Hint: To find the solution, we will use the relation connecting the critical angle and the refractive index of the prism. We will also use Snell’s law for refraction to reach the final answer.

Complete step by step answer:
Given, the refractive index of the prism, $n = 2$

Let $i$ be the angle of incidence of the light ray at the unsilvered surface and $r$ be the angle of refraction of the ray at the same surface. Also, let $A$ be the angle of the prism.

The light ray incident on the silvered surface $AC$ retraces its path. If a ray incident on a surface retraces its path, then the incident angle of the ray is $90^\circ $.

Now consider the figure below.

In the figure, we consider $\Delta APQ$. Since the sum of the angles of a triangle is $180^\circ $, we can write

$\left( {90^\circ - r} \right) + A + 90^\circ = 180^\circ \\
\implies 180^\circ - r + A = 180^\circ \\
\implies A = r
$

Now, the relation connecting critical angle and refractive index of the prism can be written as

$n = \dfrac{1}{{\sin C}}$

where $C$ is a critical angle.

Now, we substitute the value of the refractive index $n$ of the prism in the equation. Then, we get
$\begin{array}{l}
2 = \dfrac{1}{{\sin C}}\\
\sin C = \dfrac{1}{2}
\end{array}$

The sine function has value $\dfrac{1}{2}$ when the angle is $30^\circ $. Therefore,

$C = 30^\circ $

It is given that the angle of prism is equal to the critical angle of a medium of refractive index $2$. Hence, we obtain the angle of the prism $A$ as

$A = 30^\circ $

We obtained earlier that $r = A$, Hence,

$r = 30^\circ $

Now at the silvered surface, we apply Snell’s law. Hence,

$n = \dfrac{{\sin i}}{{\sin r}}$

Since $r = 30^\circ $ and $n = 2$, using the above equation we can write

$
2 = \dfrac{{\sin i}}{{\sin 30^\circ }}\\
\implies 2 = \dfrac{{\sin i}}{{\dfrac{1}{2}}}\\
\implies 2 = 2\sin i\\
\implies \sin i = 1
$

The sine function has value $1$ when the angle is $90^\circ $. Therefore,
$i = 90^\circ $

So, we get that the angle of incidence of the light ray at the silvered surface is $90^\circ $.

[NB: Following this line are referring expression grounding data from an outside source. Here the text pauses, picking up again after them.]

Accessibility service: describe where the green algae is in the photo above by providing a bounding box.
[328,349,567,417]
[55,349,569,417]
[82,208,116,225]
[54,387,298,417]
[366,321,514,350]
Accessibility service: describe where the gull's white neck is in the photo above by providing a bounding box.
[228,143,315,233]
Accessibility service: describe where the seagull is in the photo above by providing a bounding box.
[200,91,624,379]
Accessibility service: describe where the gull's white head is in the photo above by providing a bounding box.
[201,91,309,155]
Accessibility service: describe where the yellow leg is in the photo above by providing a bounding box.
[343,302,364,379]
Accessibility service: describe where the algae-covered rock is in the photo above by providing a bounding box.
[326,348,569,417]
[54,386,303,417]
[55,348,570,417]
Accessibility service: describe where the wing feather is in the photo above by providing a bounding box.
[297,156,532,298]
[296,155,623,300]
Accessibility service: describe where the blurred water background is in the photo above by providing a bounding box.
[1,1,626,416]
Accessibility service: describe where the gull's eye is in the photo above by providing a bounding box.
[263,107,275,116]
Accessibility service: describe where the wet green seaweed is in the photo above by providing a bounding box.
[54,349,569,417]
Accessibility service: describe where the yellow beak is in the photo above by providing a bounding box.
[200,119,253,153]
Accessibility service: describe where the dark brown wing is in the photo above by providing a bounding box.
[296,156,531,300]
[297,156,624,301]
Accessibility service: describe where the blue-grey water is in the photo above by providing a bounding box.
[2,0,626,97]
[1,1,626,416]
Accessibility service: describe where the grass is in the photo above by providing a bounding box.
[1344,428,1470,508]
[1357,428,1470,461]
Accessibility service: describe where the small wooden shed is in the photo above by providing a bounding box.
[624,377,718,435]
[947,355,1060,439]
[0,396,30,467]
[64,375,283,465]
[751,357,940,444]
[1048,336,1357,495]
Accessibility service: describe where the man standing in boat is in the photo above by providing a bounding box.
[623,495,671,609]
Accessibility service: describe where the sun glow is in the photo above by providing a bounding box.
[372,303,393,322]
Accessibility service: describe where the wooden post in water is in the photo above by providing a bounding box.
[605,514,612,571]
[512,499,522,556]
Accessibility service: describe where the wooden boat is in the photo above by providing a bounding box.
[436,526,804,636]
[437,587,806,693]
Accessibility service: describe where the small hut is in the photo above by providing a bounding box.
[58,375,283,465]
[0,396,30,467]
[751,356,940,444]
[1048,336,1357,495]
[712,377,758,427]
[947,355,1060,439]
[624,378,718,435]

So, the correct answer is “Option D”.

Note:
Snell’s law states that the ratio of the sine of the angle of incidence to the sine of the angle of refraction is equal to the refractive index of the medium. Also, note that the refractive index of a medium is constant irrespective of the angles of incident and refracted rays.